Any athletes who are approved will be officially considered “neutral” rather than Russian for the purposes of competitions. The European indoor championships in March would be the first major event under the new rules, with the world championships in London to follow in August.
The IAAF said athletes do not necessarily have to have been tested outside of Russia - which it had demanded last year - but must have been part of a fully-compliant program for a “sufficiently long period to provide substantial objective assurance of integrity.”
IAAF President Sebastian Coe said in a statement: “We continue to find ways to create parallel and credible systems of independent testing of Russian athletes so they have alternative avenues to get back in to competition.”
Russian track and field federation president Dmitry Shlyakhtin told the R-Sport agency that he welcomed the removal of the demand that athletes must have lived abroad, adding that up to 50 top Russians could now apply for neutral status.
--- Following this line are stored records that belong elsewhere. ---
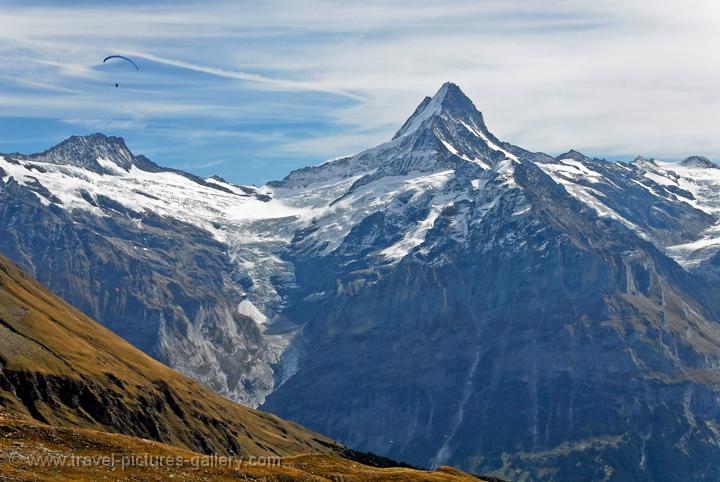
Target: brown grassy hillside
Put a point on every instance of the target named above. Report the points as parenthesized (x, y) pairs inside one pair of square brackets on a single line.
[(32, 451), (60, 367)]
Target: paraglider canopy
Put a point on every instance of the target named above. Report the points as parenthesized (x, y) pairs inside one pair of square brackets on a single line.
[(121, 58)]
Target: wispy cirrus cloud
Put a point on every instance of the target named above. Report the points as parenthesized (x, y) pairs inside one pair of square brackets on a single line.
[(287, 83)]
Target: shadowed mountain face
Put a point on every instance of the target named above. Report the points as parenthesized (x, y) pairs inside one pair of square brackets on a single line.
[(443, 298), (62, 368)]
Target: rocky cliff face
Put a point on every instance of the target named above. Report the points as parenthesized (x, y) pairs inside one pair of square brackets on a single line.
[(448, 298)]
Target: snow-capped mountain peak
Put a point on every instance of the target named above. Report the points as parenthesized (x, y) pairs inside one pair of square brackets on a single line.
[(448, 103), (699, 162), (89, 152)]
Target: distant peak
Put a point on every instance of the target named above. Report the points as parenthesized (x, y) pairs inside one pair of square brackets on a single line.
[(573, 154), (640, 160), (448, 100), (84, 151), (699, 162)]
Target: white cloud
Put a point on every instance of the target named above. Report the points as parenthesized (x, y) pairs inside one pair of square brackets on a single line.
[(608, 76)]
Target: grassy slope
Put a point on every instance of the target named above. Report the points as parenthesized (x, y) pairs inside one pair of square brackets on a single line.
[(62, 368), (69, 386), (21, 437)]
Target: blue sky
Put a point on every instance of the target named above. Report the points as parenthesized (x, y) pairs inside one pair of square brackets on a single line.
[(252, 90)]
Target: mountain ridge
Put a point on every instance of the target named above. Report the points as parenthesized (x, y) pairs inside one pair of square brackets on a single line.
[(435, 280)]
He did not predict how many of those 50 might fit the guidelines.
The IAAF suspended Russia from all international competitions in November 2015 after a damning World Anti-Doping Agency report alleged mass doping and cover-ups in the national track team. Since then, senior Russian track officials have received bans and more WADA reports provided further details of drug use and the swapping of tainted samples for clean ones.
Since February 2016, testing in Russia has been overseen by the British anti-doping agency because its Russian counterpart is banned from handling samples due to corruption claims.
The fallout from Russia’s doping scandal meant that only one Russian, the U.S.-based long jumper Darya Klishina, was cleared to compete in track and field at last year’s Olympics in Rio de Janeiro.
The IAAF confirmed to The Associated Press last month that Klishina would remain eligible for 2017 as a result of the permission she was given last year, regardless of any new rules.
The other Russian who already has neutral status is doping whistleblower Yulia Stepanova, who gave evidence to WADA of apparent drug use by her teammates. Stepanova competed as a neutral at last year’s European championships.